In 1938, Mahatma Gandhi published an open letter to the Jews of Europe advocating passive resistance in the face of Nazi oppression. After agonizing over each word for almost a year, philosopher Martin Buber wrote back.
Buber filled 20 pages of lined notebook paper with an earnestly inked, profound theological argument for a Jewish homeland, an emotional articulation of the Jewish plight in Germany and even a call for what would now be called "a two-state solution," a reconciliation with the Arabs.
The original manuscript, a draft filled with crossed-out words and Buber's neatly written Hebrew characters, will be on display this month in San Francisco.
Rabbi Irv Ungar, a rare book and manuscript dealer specializing in Judaica, recently acquired the letter from a private collector in Israel. He will be exhibiting the 20-page, 7-by-9-inch letter at the California International Antiquarian Book Fair Friday, Feb. 21 through Sunday, Feb. 23 at San Francisco's Concourse Exhibition Center.
For those interested in owning a piece of history, the letter is available for $27,500.
When Ungar examined Buber's letter for the first time, he thought, "I have to own it. I have to own it. Buber had something to say about the survival of the Jewish people, the Holocaust. This letter has a place in the history of our people.
"It's a letter written to the entire world," he said. "The message is for all people."
In the letter, Buber expresses great respect for the Indian leader, but he passionately disputes Gandhi's analogy between the Indians in South Africa and the Jews in Europe.

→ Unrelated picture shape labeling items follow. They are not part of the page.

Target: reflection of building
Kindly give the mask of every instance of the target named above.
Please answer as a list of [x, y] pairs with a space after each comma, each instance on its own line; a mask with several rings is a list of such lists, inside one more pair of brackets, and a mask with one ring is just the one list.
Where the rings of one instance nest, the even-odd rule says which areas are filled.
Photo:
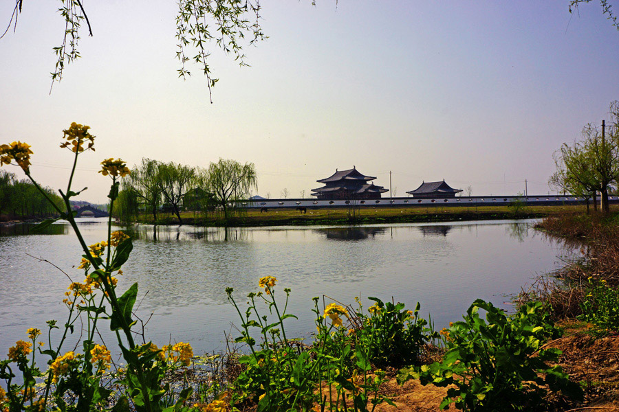
[[432, 226], [420, 226], [419, 229], [424, 236], [446, 236], [451, 226], [447, 225], [433, 225]]
[[336, 172], [327, 179], [316, 181], [325, 185], [318, 189], [312, 189], [312, 196], [319, 199], [380, 199], [380, 194], [389, 192], [382, 186], [368, 183], [376, 177], [365, 176], [359, 173], [353, 166], [352, 169]]
[[412, 194], [413, 198], [453, 198], [455, 197], [455, 194], [462, 192], [459, 189], [454, 189], [445, 183], [445, 179], [442, 182], [423, 182], [421, 186], [406, 192], [409, 194]]
[[384, 233], [384, 227], [330, 227], [317, 229], [314, 231], [327, 235], [332, 240], [363, 240], [371, 236]]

The Austrian-born theologian argues that passive resistance isn't appropriate for the Jews — a people with no homeland who were being exterminated and tortured.
Buber writes: "Now do you know or do you not know, Mahatma, what a concentration camp is like and what goes on there? Do you know of the torments in the concentration camp, of its methods of slow and quick slaughter?"

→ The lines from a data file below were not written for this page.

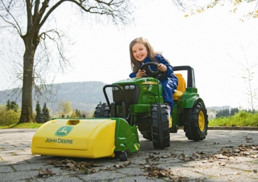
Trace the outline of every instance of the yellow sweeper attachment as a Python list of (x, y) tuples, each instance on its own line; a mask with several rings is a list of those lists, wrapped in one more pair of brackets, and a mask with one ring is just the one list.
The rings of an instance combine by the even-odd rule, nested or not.
[(113, 158), (115, 152), (139, 148), (137, 128), (112, 118), (53, 119), (37, 130), (31, 144), (33, 154), (87, 158)]

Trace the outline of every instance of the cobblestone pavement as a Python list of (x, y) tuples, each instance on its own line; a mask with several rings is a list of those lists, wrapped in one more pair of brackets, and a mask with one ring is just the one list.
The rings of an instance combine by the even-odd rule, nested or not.
[(206, 139), (171, 134), (171, 146), (116, 158), (32, 155), (35, 129), (0, 130), (0, 181), (258, 181), (258, 131), (208, 130)]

The theologian goes on to explain that a Jewish homeland in Palestine is essential, saying: "That which is merely an idea and nothing more cannot become holy; but a piece of earth can become holy just as a mother's womb can become holy."
Arguing for reconciliation with the Arabs, Buber asks for "a cordial agreement between the nations" and pleads, "You, Mahatma Gandhi, who know of the connection between tradition and future, should not associate yourself with those who pass over our cause without understanding or sympathy."

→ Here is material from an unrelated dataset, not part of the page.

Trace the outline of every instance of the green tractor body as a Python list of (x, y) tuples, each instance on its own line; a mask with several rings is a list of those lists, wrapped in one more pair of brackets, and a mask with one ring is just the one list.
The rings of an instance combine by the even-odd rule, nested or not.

Buber's letter, written when he was teaching in Jerusalem, was published in both Hebrew and English. Ungar's copy, dated Jan. 24, 1939, is the only signed, handwritten manuscript of the document.
Ungar has had his hands on significant manuscripts from Jewish history before. The former pulpit rabbi at Peninsula Temple Sholom in Burlingame once owned the only privately held autograph of Anne Frank and a handwritten newspaper created on board the Exodus, a ship that illegally sailed into Palestine. Both were sold to the Simon Wiesenthal Center in Los Angeles.